As the clock crept past 3 a.m., my Ghost and I enjoyed a beautiful moment of reflection as we stood over the corpses of some Fallen Vandals. I had just completed the “We Found a Rifle” mission and I realized that after more than two years with Destiny, I was not asked to hack any terminal or to kill any enemies. Instead, I was asked to take in the view.

Destiny’s “Rise of Iron” is the game’s fourth expansion, with new aliens, new co-op content and new loot to grind for. If you are like me and were looking for an excuse to get back into the daily grind that is Destiny, then you’re in luck. The expansion, similar to its first story boss (spoilers), Sepiks Perfected, finally feels like it has reached its stride.

I’ll admit, the road to this expansion was not an easy one.

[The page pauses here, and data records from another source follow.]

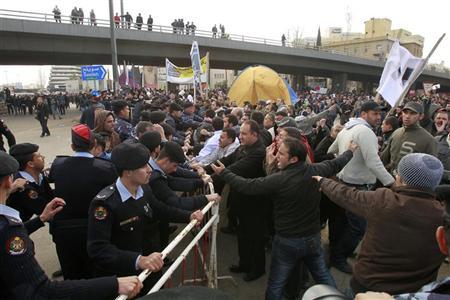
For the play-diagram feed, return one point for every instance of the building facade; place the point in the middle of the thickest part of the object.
(375, 42)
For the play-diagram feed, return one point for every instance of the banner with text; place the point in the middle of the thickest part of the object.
(184, 75)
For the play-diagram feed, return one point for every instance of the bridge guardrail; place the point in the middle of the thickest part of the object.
(123, 25)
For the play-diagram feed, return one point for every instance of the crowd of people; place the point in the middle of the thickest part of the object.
(126, 21)
(347, 162)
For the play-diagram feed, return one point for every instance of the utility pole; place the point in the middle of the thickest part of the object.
(113, 46)
(122, 14)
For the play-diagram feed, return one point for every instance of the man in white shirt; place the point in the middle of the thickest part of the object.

At one point or another everything about this game was broken –– but in our third year with Destiny we see what this game’s potential really is. “Destiny: Rise of Iron” is well worth $30 when you look at what you get in return: new story missions, a new patrol area, a new raid and most importantly new weapons and armor.

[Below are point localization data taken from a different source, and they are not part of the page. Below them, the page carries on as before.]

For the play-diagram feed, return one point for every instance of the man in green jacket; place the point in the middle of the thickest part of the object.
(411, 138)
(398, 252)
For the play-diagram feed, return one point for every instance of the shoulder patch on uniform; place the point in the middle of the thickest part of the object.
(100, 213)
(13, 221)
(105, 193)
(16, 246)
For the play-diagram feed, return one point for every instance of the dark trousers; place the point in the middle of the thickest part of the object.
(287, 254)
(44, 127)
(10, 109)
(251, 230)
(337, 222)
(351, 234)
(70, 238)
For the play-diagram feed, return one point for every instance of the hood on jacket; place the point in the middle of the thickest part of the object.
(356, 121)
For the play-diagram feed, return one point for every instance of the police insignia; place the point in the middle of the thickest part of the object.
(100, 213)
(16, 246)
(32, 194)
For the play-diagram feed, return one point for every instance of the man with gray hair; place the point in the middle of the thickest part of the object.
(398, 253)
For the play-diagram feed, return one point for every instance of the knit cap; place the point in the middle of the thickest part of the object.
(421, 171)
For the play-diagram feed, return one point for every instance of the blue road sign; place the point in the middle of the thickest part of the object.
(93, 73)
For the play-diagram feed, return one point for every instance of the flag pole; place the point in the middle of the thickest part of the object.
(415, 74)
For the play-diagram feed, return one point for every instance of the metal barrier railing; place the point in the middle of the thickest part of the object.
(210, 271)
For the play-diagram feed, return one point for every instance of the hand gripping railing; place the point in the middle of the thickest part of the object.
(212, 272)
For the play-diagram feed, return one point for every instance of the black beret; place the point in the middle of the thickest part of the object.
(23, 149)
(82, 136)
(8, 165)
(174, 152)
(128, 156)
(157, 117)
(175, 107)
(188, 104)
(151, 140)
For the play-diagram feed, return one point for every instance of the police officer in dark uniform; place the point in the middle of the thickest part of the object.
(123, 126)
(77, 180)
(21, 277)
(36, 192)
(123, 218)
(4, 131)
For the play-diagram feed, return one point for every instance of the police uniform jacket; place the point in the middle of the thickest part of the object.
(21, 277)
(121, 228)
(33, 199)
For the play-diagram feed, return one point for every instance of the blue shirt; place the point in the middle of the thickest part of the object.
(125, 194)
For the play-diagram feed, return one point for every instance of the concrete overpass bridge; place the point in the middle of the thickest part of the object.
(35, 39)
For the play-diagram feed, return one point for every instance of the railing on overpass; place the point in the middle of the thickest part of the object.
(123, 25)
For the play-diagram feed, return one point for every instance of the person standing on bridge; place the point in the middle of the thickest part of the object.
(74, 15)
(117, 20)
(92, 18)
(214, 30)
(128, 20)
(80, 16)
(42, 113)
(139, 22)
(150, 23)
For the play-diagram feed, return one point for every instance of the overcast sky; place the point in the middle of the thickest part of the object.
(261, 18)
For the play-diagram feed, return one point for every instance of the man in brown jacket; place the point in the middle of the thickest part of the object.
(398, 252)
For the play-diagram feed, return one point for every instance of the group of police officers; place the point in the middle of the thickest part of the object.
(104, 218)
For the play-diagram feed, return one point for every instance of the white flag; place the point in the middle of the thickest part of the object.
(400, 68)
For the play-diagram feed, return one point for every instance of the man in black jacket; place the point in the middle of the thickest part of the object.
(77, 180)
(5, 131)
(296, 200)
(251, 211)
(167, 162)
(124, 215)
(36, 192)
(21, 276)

“When you think about everything we’ve seen, everything we’ve done,” my Ghost (now voiced by Nolan North) said. “I’ll always remember our first day together.”

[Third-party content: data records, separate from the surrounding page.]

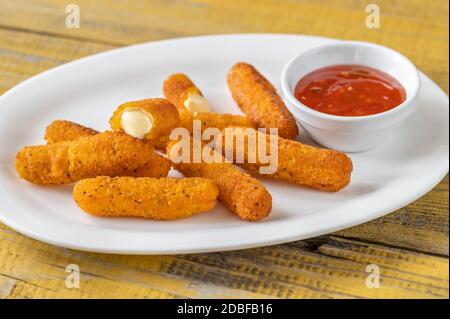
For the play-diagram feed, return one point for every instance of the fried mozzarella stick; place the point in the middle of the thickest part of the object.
(239, 192)
(149, 119)
(323, 169)
(191, 104)
(164, 198)
(108, 153)
(259, 100)
(65, 131)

The words, for the first time in a Destiny mission, made me stop and reflect. When I think of Destiny now, I see the culmination of my experiences over the course of the last two years: staying up till 4 a.m. to see what Xur (the Destiny equivalent of Santa Claus) had in stock , completing my nightfall strikes every week, getting to the lighthouse in Trials of Osiris every weekend and finally defeating the Vault of Glass raid for the first time without any guides. This is a model that works. Destiny has players invested in the world and calls them back on a weekly basis.

As for the expansion itself, “Rise of Iron” includes a short but sweet set of story missions that finally tell the players what happened to the Iron Lords, the precursors to today’s guardians. The narrative is told mainly through the voice of Lord Saladin – the last of the Iron Lords – who is voiced by Keith Ferguson, and although the voice acting is monotone, the story concludes with a memorable boss fight. One thing that struck me though while I was fighting the expansion’s new enemy type was that the story seemed the be pulled directly from Bungie’s other famous sci-fi first person shooter, Halo 2. Buy this expansion, play it and tell me that the main enemy is not “The Flood.”

The new raid, “Wrath of the Machine,” is by far the hardest raid in Destiny. Without spoiling anything, the raid’s new and interesting team-based mechanics turn what could easily be kill checkpoints into heart-pounding challenges unlike anything Destiny players have ever seen.

On the whole, “Destiny: Rise of Iron” is definitely a step in the right direction. For $30, you can expect a lot more than 30 hours of new and satisfying content. If you’ve never played Destiny before, than picking up the main game and all of the DLC to date for $60 is exceptional. While much of “Rise of Iron” is about reflection, the expansion is hopefully an example of the DLC we will see down the line. If this is the new Destiny, sign me up.